Head of modern languages, Northamptonshire
I am the headteacher of a primary school in the North of England. I am intensely proud of our school, which is a culturally diverse, harmonious, caring and inclusive community. Like all schools, we are expected to promote so-called British values. Until now, I have believed that our own core values and our school ethos matched these.
After the EU referendum I was appalled to discover that several children had been heard talking about a mixed-race pupil and saying: “This means that he will have to leave our country and go back where he came from.”
These pupils are old enough to understand that significant events are unfolding, and old enough to be influenced by the tone of the debate, but not old enough to see when this is based on prejudice, ignorance or misinformation.
Am I right to feel concerned for the future not just of my school, but of our country? Can we expect that when Michael Gove, Boris Johnson and Nigel Farage occupy positions of even greater political influence in the future, schools will be issued with a new set of “British values” that I will no longer feel able to promote?
Name and address supplied
Sorting neuromyths from neurofacts
Understanding that the brain is like a muscle encourages children to value effort and practice. It’s the best teaching tool that I know. This simple concept is what schools are paying attention to, not the “neuromyths” (“The false promise of neuroeducation”, Feature, 24 June).
At my school, we teach children as young as Reception age that to strengthen our brains, we must work hard and practise. It’s part of the culture. I have used research from Make it Stick: the science of successful learning to give older students brain-based revision strategies that work.
Instead of focusing on “neuroeducation’s woolly promises”, flip to the article about ClassDojo (“The app vying for a black belt in class management”, Insight). This is an invaluable resource for any teacher who wants to use neuroscience and growth mindset to help children learn to bounce back from mistakes and understand that everyone can get smarter. It’s research-based, and kids love it.
Lead practitioner at Dunraven School in London, and director, TailoredPractice
Facebook users on “Why the ban on watching Euro 2016 at school was an own goal”
“The world doesn’t stop because the football’s on. As important a life lesson as any other.”
“Not banned at my school. We put it on in the hall on the giant screen and have a great time with giant footballs and flags!”
“Why is it just football? Why can’t we watch the tennis or Olympics or Rugby? Where do we draw the line?”
“We watched it, parents complained!”
And on “Ensuring a good Reception at school for summer-born children” bit.ly/BornSummer
“I’ve lost count of the number of times I’ve thought: ‘If only this child could have started next year’. ”

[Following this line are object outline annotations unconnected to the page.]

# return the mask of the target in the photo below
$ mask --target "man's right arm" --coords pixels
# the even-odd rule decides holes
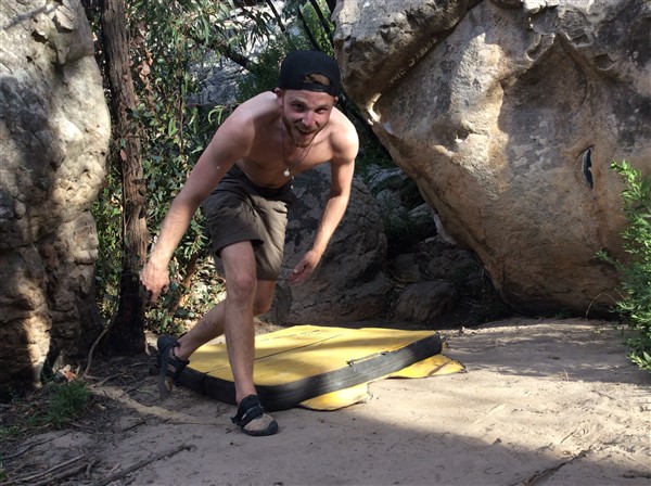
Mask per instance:
[[[251,124],[245,123],[239,114],[233,115],[217,130],[183,188],[171,202],[149,261],[140,272],[140,281],[151,293],[152,303],[169,286],[169,261],[194,213],[235,161],[247,154],[251,133],[244,127],[250,127]]]

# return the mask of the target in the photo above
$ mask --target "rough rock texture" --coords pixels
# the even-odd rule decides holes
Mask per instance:
[[[286,276],[315,240],[330,190],[327,166],[294,180],[297,202],[289,214],[284,261],[273,308],[263,319],[284,324],[336,324],[378,317],[391,292],[383,272],[386,236],[378,204],[355,179],[348,209],[315,274],[290,285]]]
[[[333,18],[348,95],[505,300],[604,310],[610,163],[651,175],[651,3],[348,0]]]
[[[99,327],[97,230],[110,118],[78,1],[0,4],[0,388],[36,384]]]

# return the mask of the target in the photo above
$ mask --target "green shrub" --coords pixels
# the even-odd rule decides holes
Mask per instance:
[[[611,169],[625,184],[622,201],[628,227],[622,236],[629,258],[621,261],[604,252],[599,255],[621,274],[621,297],[613,310],[622,316],[627,328],[625,344],[630,349],[629,358],[651,371],[651,186],[626,161],[613,162]]]

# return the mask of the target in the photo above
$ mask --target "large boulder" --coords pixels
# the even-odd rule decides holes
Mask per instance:
[[[0,4],[0,391],[88,351],[110,117],[77,0]]]
[[[282,324],[339,324],[374,319],[385,310],[392,283],[384,273],[382,216],[369,189],[357,178],[346,214],[315,273],[295,285],[286,281],[311,248],[329,191],[327,166],[294,179],[297,201],[289,214],[281,278],[273,307],[263,319]]]
[[[651,176],[651,7],[638,0],[349,0],[347,94],[447,233],[527,314],[604,312],[627,159]]]

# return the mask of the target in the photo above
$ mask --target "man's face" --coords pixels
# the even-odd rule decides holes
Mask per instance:
[[[296,146],[309,146],[328,124],[336,98],[315,91],[277,90],[282,123]]]

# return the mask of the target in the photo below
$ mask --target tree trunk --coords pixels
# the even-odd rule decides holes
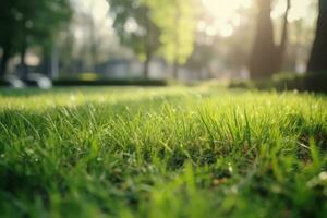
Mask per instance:
[[[290,9],[291,9],[291,0],[287,0],[287,9],[286,9],[286,13],[283,16],[281,39],[280,39],[280,44],[277,48],[277,52],[276,52],[276,69],[275,69],[276,72],[281,71],[283,59],[284,59],[284,52],[287,50],[287,41],[288,41],[288,35],[289,35],[288,16],[289,16]]]
[[[149,78],[149,64],[150,64],[152,56],[147,55],[144,61],[144,69],[143,69],[143,77],[145,80]]]
[[[327,71],[327,1],[319,0],[316,38],[307,64],[307,72]]]
[[[2,59],[1,59],[1,65],[0,65],[0,78],[3,78],[7,73],[7,65],[10,58],[10,48],[9,46],[5,46],[3,48]]]
[[[179,80],[179,70],[180,70],[179,63],[175,61],[172,65],[172,76],[174,80]]]
[[[270,17],[272,0],[257,0],[258,15],[256,35],[250,58],[249,70],[252,78],[270,77],[276,71],[276,45]]]
[[[26,64],[27,43],[24,41],[21,50],[21,77],[26,81],[28,76],[28,68]]]

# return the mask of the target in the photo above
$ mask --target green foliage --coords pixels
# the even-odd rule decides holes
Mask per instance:
[[[160,45],[160,29],[149,17],[149,9],[138,0],[108,1],[121,43],[132,48],[141,60],[149,59]]]
[[[69,0],[2,0],[0,14],[0,47],[14,55],[26,46],[51,47],[71,5]]]
[[[192,55],[195,10],[192,0],[142,0],[161,29],[159,53],[169,63],[184,64]]]
[[[3,217],[326,217],[327,99],[0,92]]]
[[[272,76],[270,80],[254,80],[254,81],[233,81],[230,83],[231,88],[250,88],[261,90],[300,90],[327,93],[326,86],[327,75],[320,73],[280,73]]]
[[[192,55],[195,11],[192,0],[109,0],[121,41],[140,57],[161,56],[184,64]],[[129,29],[129,24],[134,25]],[[136,24],[136,25],[135,25]]]

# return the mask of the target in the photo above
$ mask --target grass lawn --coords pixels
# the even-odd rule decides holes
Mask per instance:
[[[326,217],[327,97],[0,90],[1,217]]]

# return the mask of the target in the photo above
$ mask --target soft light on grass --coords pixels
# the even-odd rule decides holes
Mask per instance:
[[[214,87],[0,92],[0,210],[327,215],[327,99]]]

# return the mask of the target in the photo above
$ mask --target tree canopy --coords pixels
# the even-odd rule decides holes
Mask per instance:
[[[56,31],[71,17],[70,0],[2,0],[0,4],[1,72],[7,61],[32,45],[51,47]]]

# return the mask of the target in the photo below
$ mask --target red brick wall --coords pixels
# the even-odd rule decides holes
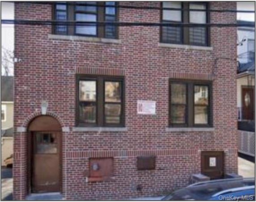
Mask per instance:
[[[120,4],[159,6],[156,2]],[[212,9],[236,8],[235,2],[210,4]],[[15,11],[16,19],[51,20],[49,5],[17,3]],[[210,18],[213,23],[236,22],[233,13],[212,13]],[[158,22],[160,11],[120,8],[119,19]],[[235,27],[211,28],[213,50],[160,47],[157,27],[120,27],[119,44],[49,39],[51,33],[50,26],[15,25],[15,56],[22,62],[15,65],[14,125],[15,130],[26,127],[40,114],[42,101],[47,100],[48,111],[62,126],[69,127],[70,132],[63,134],[65,199],[163,194],[188,185],[190,176],[200,172],[202,150],[225,151],[225,171],[237,172]],[[76,75],[95,72],[124,75],[127,131],[72,131],[76,126]],[[171,77],[213,80],[214,132],[166,132]],[[156,115],[137,114],[138,100],[157,101]],[[26,132],[15,133],[16,199],[26,194]],[[86,182],[84,173],[89,169],[89,157],[98,156],[102,151],[108,153],[101,155],[114,157],[115,181]],[[146,151],[156,154],[156,169],[137,171],[136,157]],[[137,190],[138,185],[141,191]]]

“Problem is, the way it works at the moment at some point they have to rejoin their correct year.”
“How stupid we are to educate children in batches.”
From the TES Community forums
Teaching the perfect lesson
How do we define the perfect lesson? Even Ofsted can’t define that. Hence the succession of hoops we’ve had to jump through.
Being a perfectionist as a teacher will likely be quite damaging to your mental health. Why place such unnecessary and extreme pressures on yourself? There is enough of that from elsewhere.
Perfect lessons do not exist and nor do perfect teachers. Individual lessons should not be judged. Some of the best teaching I’ve done has been on the back of a lesson where it went wrong and I had to change what I was doing.